To show the vindictive spirit in which the Imperial Commissioner YEH was disposed to carry on the contest, we may mention that he issued a proclamation, which contained the following tariff of rewards, promised to those who succeeded in killing any of the "red-haired foreign dogs" -- that is, the British and French.

  1. "Whoever catches an English or French rebel chief will receive a reward of 5000 dollars.
  2. "Whoever cuts off the head of a rebel barbarian will receive a reward of 50 dollars.
  3. "Whoever catches a rebel barbarian alive will receive a reward of 100 dollars.
  4. "4. Whoever catches a traitor, will, on producing satisfactory evidence, receive a reward of 20 dollars.
  5. "5. Whoever can manage to burn or take a large war steamer will receive a reward of 10,000 dollars.
  6. "6. Whoever can manage to burn or take a shallow water steamer will receive 200 dollars, and can be remembered for further reward."

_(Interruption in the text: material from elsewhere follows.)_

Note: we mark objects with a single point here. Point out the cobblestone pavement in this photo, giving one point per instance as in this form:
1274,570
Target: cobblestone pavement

The proclamation added: --

"All those who are in the employ of the foreign dogs must leave their employment in one month, and after one month, if they still stay with the foreign dogs, and do not return to their native villages, the elders of the villages will hand over their families to the [Chinese] authorities, as if they were the red-head rebels. . . . . The Americans, Spaniards, and other foreign nations are on good terms with ours [i. e., China]. The stoppage of trade is solely caused by the English and French dogs, and complaints must be made against them alone and not us."

This insolent proclamation led to two expeditions, one under Commodore ELLIOTT, and the other under ADMIRAL SIR MICHAEL SEYMOUR, and which ended in the destruction of the Chinese fleet of war-junks in the Canton Waters.

In the middle of the year 1857 news reached England of the Sepoy Mutiny in India, which broke out in mid-April in the cantonment of Meerut. The editors of Punch end their introduction to Vol. 32 thus: "We reserve the continuance of this terrible story for our next volume.